Hope this answer is not too confusing, since all you asked was how to get the wheel off :)

52hawk
06-06-2014, 12:06 PM
If you have a AutoZone store nearby,they will loan you a puller.

GinettaG12P
06-06-2014, 02:57 PM
An old trick for more easily removing a steering wheel is NOT to try to use the central bolt as the only source of pressure to remove the hub. Instead, if you tighten the smaller outer machine screws - the ones that actually screw into the steering wheel hub - until they are snug, and then tighten the central bolt that pushes on the steering shaft so that it exerts some pressure on the steering column, and then tighten ONE of the smaller machine screws further, the wheel hub will break free easier. The minor distortion caused by torquing the smaller machine screws seems to upset the taper or splined fit of the wheel hub, releasing it.

brngarage
06-06-2014, 05:22 PM
I had problems using a puller that I've used for years; I couldn't get the bolts close enough together (toward the center bolt) to screw into the Studebaker steering wheel. I bought the $15 puller sold by Studebaker International. It worked great!

Warren Webb
06-06-2014, 07:30 PM
I had problems using a puller that I've used for years; I couldn't get the bolts close enough together (toward the center bolt) to screw into the Studebaker steering wheel. I bought the $15 puller sold by Studebaker International. It worked great!

I ran into the same thing as Howard years ago, before S.I. & ended up making my own. I had already bought a puller so I used the center bolt from it on my "homebuilt" one that has worked well for years. If you already have an order to place with S.I. then I'd say it's a no brainer buying one from them.

K Russell
06-27-2014, 02:20 PM
If you have a AutoZone store nearby,they will loan you a puller.

So I went to Autozone for that puller but all that's in the kit are 5/16" and 3/8" screws, no 1/4" like the car has, but here's the question; as I suspected, someone HAD removed the wheel at another time and buggered up the threads.

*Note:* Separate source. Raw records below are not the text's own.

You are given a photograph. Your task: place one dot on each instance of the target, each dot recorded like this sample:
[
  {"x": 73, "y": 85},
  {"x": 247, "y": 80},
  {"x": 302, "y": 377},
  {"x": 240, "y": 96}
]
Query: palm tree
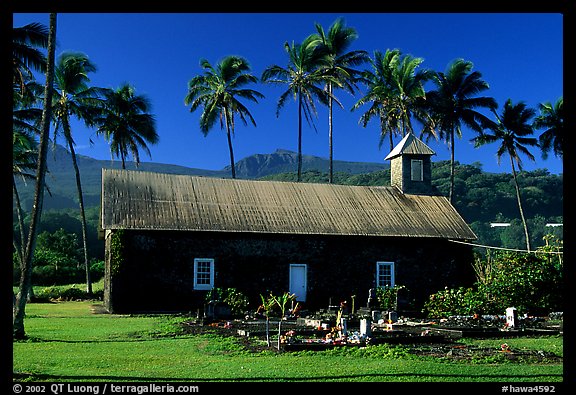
[
  {"x": 380, "y": 94},
  {"x": 73, "y": 97},
  {"x": 511, "y": 130},
  {"x": 551, "y": 118},
  {"x": 305, "y": 71},
  {"x": 396, "y": 91},
  {"x": 26, "y": 55},
  {"x": 340, "y": 63},
  {"x": 454, "y": 103},
  {"x": 217, "y": 91},
  {"x": 19, "y": 301},
  {"x": 127, "y": 124},
  {"x": 410, "y": 93}
]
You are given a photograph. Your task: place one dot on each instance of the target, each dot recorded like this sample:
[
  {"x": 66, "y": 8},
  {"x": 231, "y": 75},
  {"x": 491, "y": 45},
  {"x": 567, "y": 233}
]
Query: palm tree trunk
[
  {"x": 526, "y": 235},
  {"x": 331, "y": 148},
  {"x": 299, "y": 177},
  {"x": 229, "y": 136},
  {"x": 19, "y": 305},
  {"x": 451, "y": 194},
  {"x": 66, "y": 126}
]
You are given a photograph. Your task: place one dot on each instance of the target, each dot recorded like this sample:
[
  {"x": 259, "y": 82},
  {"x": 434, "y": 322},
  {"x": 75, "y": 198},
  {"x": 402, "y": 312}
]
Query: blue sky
[{"x": 520, "y": 55}]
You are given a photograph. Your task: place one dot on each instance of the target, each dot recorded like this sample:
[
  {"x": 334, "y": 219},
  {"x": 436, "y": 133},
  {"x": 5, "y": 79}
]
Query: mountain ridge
[{"x": 62, "y": 185}]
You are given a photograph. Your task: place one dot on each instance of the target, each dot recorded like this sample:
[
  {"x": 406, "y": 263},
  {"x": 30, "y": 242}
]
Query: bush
[
  {"x": 530, "y": 282},
  {"x": 235, "y": 299},
  {"x": 387, "y": 297},
  {"x": 47, "y": 294}
]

It LOOKS like they're supposed to be 1/4-28 but someone had forced 1/4-20 in there a couple turns. Is 1/4-28 what they're supposed to be? I have the proper taps to restore the thread to whatever it's supposed to be.

bezhawk
06-27-2014, 07:42 PM
Yes, 1/4 X 28 SAE Fine.

rkapteyn
06-28-2014, 10:05 AM
Junk yard trick was to put a large bolt in the big hole and put your knees under the wheel and hit the head of the bolt with a large hammer and it would pop right off.

That is how I ended up with a stash of steering wheels.

Robert Kapteyn

JoeHall
06-28-2014, 11:45 AM
Junk yard trick was to put a large bolt in the big hole and put your knees under the wheel and hit the head of the bolt with a large hammer and it would pop right off.

That is how I ended up with a stash of steering wheels.

Robert Kapteyn
Agree with your method Bob, for junk yard scavage purposes. But the OP may want to keep the horn wire in tact. The kit I bought years ago, had the 1/4", fine thread bolts.